The free ride could soon be over for Dallas Streetcar passengers, Dallas City Council members said Monday.
Members of the council’s Mobility, Infrastructure and Sustainability Committee expressed support for a fare on the Dallas Streetcar, which is operated in partnership with Dallas Area Rapid Transit. But the council members said their support isn’t about money generated by a fare — the revenue would only cover a small portion of the streetcar’s annual cost — but, rather, a matter of fairness.
"Everyone else who rides a DART bus or a DART rail pays a fare," said Sandy Greyson, who represents Far North Dallas. "It seems to me if people are riding the streetcar, they should pay a fare."
The streetcar, a 2.4-mile line runs between the Union Station area and the Bishop Arts District, has been free for riders since its first phase opened in 2015. It has been paired with the D-Link, a free downtown circulator bus meant primarily for out-of-town visitors.
The city, DART and the North Central Texas Council of Governments share the $2.1 million annual operating and maintenance cost for the streetcar. DART and the city also plan to extend the streetcar line in the coming years through downtown and, they hope, into Uptown.
DART officials estimated that a $1 fare would bring in about $133,000 in annual revenue. Joseph Costello, DART’s senior vice president of finance, said the fare could be included in the cost of other DART tickets or a $1 standalone fare. And he said $1 was just an idea they threw out. The cost or the structure could change, he said.
"There’s not a lot of science behind it," Costello said in an interview afterward. "That’s the part where we’re going to have to dig a little deeper and see, OK, at different price points, what might be the loss of ridership, if any?"
DART assumes they’ll lose nearly 20,000 of their 151,500 annual riders — about a quarter of the nearly 76,000 who they believe ride the streetcar now without transferring to a DART bus or train — if they begin charging a $1 fare.
Greyson, who is often critical of DART, said she didn’t buy that assumption. She said city staff and DART had "tortured this to death" when the issue of charging was straightforward.
Council members Rickey Callahan, Tennell Atkins and Lee Kleinman, the committee’s chair, seemed to agree. Callahan said he’s "all in favor of those types of vehicles, but we want to make sure people pay for that." And Kleinman told city officials after the meeting that they might as well move forward on plans for a fare, and the council could always take the fare away later if it’s a disaster.
The fare could move forward later this year or early next year after DART rolls out its new "contactless" touch-card payment system, akin to Washington’s SmarTrip card, Los Angeles’ TAP card and Chicago’s Ventra Card.
Dallas’ new Transportation Director Michael Rogers had hoped to defer any action until the city could coordinate with the McKinney Avenue Transit Authority, which runs the free M-Line trolley, and get more data about the economic impact of the streetcar line.

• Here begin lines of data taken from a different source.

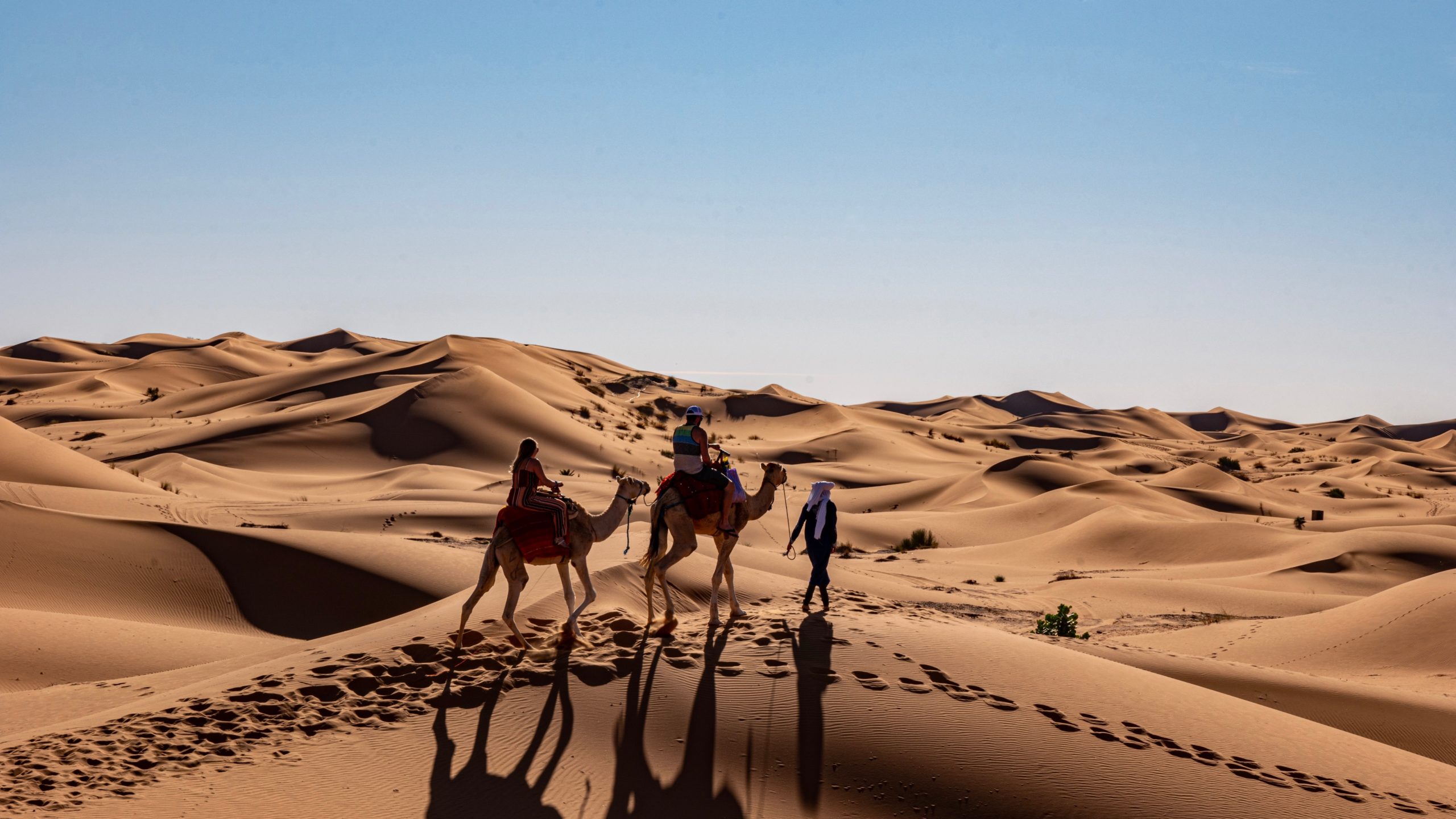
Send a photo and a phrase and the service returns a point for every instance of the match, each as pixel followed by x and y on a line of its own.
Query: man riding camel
pixel 690 458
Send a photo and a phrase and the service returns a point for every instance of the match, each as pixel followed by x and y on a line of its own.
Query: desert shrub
pixel 919 540
pixel 1060 624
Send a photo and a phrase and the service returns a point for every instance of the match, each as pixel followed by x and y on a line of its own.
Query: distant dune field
pixel 233 569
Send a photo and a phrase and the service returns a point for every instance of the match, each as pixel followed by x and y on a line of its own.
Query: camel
pixel 670 516
pixel 584 530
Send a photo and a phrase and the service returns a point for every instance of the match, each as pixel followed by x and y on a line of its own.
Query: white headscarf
pixel 819 494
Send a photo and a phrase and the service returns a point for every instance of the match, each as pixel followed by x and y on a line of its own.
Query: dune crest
pixel 235 566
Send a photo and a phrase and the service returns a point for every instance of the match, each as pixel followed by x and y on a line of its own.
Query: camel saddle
pixel 533 532
pixel 700 499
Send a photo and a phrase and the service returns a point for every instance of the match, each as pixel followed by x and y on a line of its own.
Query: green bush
pixel 918 540
pixel 1060 624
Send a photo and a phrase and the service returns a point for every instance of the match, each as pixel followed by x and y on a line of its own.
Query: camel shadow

The streetcar was kick-started largely by a $23 million federal economic recovery grant. Rogers said he wants to have the Texas Transportation Institute analyze the benefits and property tax revenues generated by development near the streetcar, which passes by new apartment buildings and dumps passengers out on a sidewalk-poor stretch next to the construction site of the mixed-use Alamo Manhattan project.
"We can all see what’s going on out there," Rogers said, "but what kind of impact has it actually created?"
Greyson was determined, however, to see the Oak Cliff lunch crowd, Convention Center tourists and work-a-day commuters alike paying for transit.
"One part of the city shouldn’t get to ride for free while another part of the city has to pay," she said.